Pennsylvania to Include Online Gambling in State’s House Budget
Posted on: December 8, 2015, 01:28h.
Last updated on: December 8, 2015, 01:50h.
Pennsylvania could be standing on the brink of legal online gambling, at least if the state’s House gets its way.
Two budget plans have emerged as the state legislature seeks a speedy end to its five-month-long budget impasse, one of which, proposed by the House, would legalize online gambling as soon as possible.
The $30.2 House billion budget plan pushed forward this week in Pennsylvania would increase funding for public schools, and specifies that the additional spending would be covered by revenue from Internet gaming, as well as a hike on cigarette taxes.
The figures quoted in the plan ($120 million generated by online gaming, plus $24 million in one-off online gaming license fees) correspond exactly with the projections of John Payne’s HB 649, an online gambling bill that was approved by the House Gaming and Oversight Committee last month.
It is unknown whether the budget plan is proposing to adopt only certain aspects of the Payne bill or the bill in its entirety.
Payne Bill Proposals
HB 649 was introduced in February, but appeared to be going nowhere until interest in the online gambling question was revived by the budget impasse.
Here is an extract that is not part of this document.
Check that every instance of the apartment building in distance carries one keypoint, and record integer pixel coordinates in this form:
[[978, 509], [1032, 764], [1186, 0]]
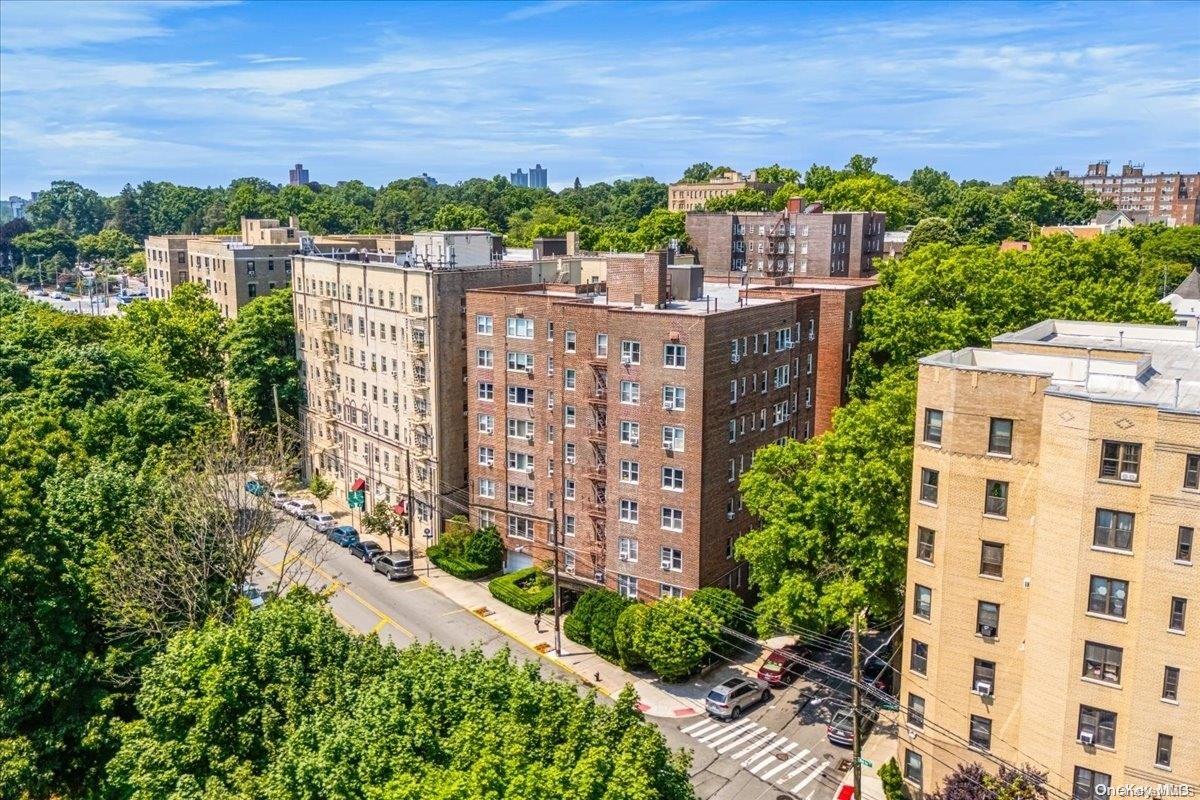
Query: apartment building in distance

Republicans were unwilling to lean on the taxpayer to plug Pennsylvania’s $2 billion deficit and, as the standoff continued, alternative means of raising revenue became an increasing necessity.
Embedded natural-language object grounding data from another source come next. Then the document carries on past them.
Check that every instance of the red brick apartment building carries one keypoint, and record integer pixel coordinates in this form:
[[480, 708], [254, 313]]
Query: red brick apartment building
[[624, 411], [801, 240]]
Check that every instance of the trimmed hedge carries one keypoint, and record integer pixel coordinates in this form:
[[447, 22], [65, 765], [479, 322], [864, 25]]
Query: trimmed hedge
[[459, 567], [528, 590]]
The bill proposes that only the state’s existing gaming licensees would be eligible to apply for an online license. It suggests a tax rate of 14 percent of gross gaming revenue, which is one percent lower than New Jersey, and a one-off licensing fee of $5 million.
HB 649 has no specific “bad actor” provisions, which would potentially allow PokerStars to enter a future online poker market, and it is very open to the idea of interstate liquidity sharing.
Less Support in the Senate
The idea of online gambling regulation holds less weight in the Senate than it does in the House, and meanwhile, the Senate is pushing its own budget plan that is unlikely to include any form of gaming expansion.
We don’t know for sure yet, because the Senate plan includes no details on revenue generation, just expenditures. These expenditures amount to half a billion dollars more than the House plan, which raises the question of how it intends to fund its plan.
What is for sure, is that one of these plans must be approved by Congressional vote and it must be done quickly.
“Maybe we should have been in this spot in July,” Senate Majority Leader Jake Corman told Philly.com this week. “But we need to get something that we can all sign and pass [so] we can get this thing over with.”